Ancora poche ore e presso il centro sportivo "Fulvio Bernardini" di Trigoria prenderà il via la quarta edizione del "Torneo Agostino Di Bartolomei". Nella giornata di ieri la società giallorossa ha reso note attraverso un comunicato sul proprio sito le squadre partecipanti, ovvero le rose classe 2005 di Roma, Aurelio Fiamme Azzurre, Boreale Don Orione e Salaria Sport Club. Le quattro partecipanti si sfideranno in partite undici contro undici da due tempi da venti minuti ciascuno, con la prima semifinale in programma alle ore 15 (Aurelio F.A. -Salaria S.C.) e la seconda alle ore 16 (Roma-Boreale D.O.). A partire dalle ore 17 sarà invece la volta della finale per il terzo e quarto posto, mentre alle 18 è in programma la finalissima. Una manifestazione che vede i baby giallorossi campioni in carica dopo il successo contro il Savio della passata stagione, nonostante il risultato finale sarà ancora una volta un obiettivo secondario.

Non un semplice quadrangolare, ma una giornata per ricordare un uomo capace di lasciarci un'eredità fatta di valori e insegnamenti sempre più rari nel mondo del calcio. I cancelli del centro sportivo "Fulvio Bernardini" di Trigoria saranno aperti a partire dalle 14.30 (ingresso gratuito), con molti tifosi che – come già avvenuto nelle precedenti edizioni – non esiteranno ad accorrere numerosi nonostante il giorno lavorativo per onorare il ricordo di Agostino, assistere allo spettacolo del campo e a quello sugli spalti, con bandiere e chissà, una nuova serie di striscioni in memoria dell'indimenticabile capitano romanista. Un evento a cui prenderanno parte anche Bruno Conti, Stefano Desideri, Giancarlo De Sisti, Giuseppe Giannini e Sebino Nela.
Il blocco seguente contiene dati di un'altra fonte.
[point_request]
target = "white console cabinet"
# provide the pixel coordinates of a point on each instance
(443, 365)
«Ricordati che il calcio è semplicità», scrisse Agostino Di Bartolomei nella raccolta di testi messi nero su bianco durante la lunga carriera da professionista. Un messaggio che sembra esser rivolto in particolar modo ai più giovani, come per esortarli con fare paterno a mantenere intatta la naturalezza tipica di chi intraprende il percorso di avvicinamento al calcio.

Quel capitano a cui è stato intitolato un campo in quel di Trigoria, per sottolineare ancor di più la sua figura di esempio per i tanti ragazzi che nel corso di questi anni hanno passato e passeranno giornate di duro lavoro, sogni e un pallone da rincorrere. O ancor meglio da scaraventare in rete emulando quel destro secco e imparabile che altrettanti bambini e adulti ha fatto emozionare, piangere, abbracciare. «Un Ago per ricucire il filo della memoria», per rubare le parole pronunciate dal figlio Luca in occasione dell'inaugurazione del "Campo Di Bartolomei". Una memoria da conservare gelosamente per tramandare di generazione in generazione quel filo invisibile che, proprio come l'amore, non si vede ma si percepisce eccome. Un filo fatto di valori umani e solo poi sportivi, quelli che hanno contraddistinto la carriera dell'eterno capitano. Un torneo nel nome di Agostino per rendere ancora più speciale questa giornata.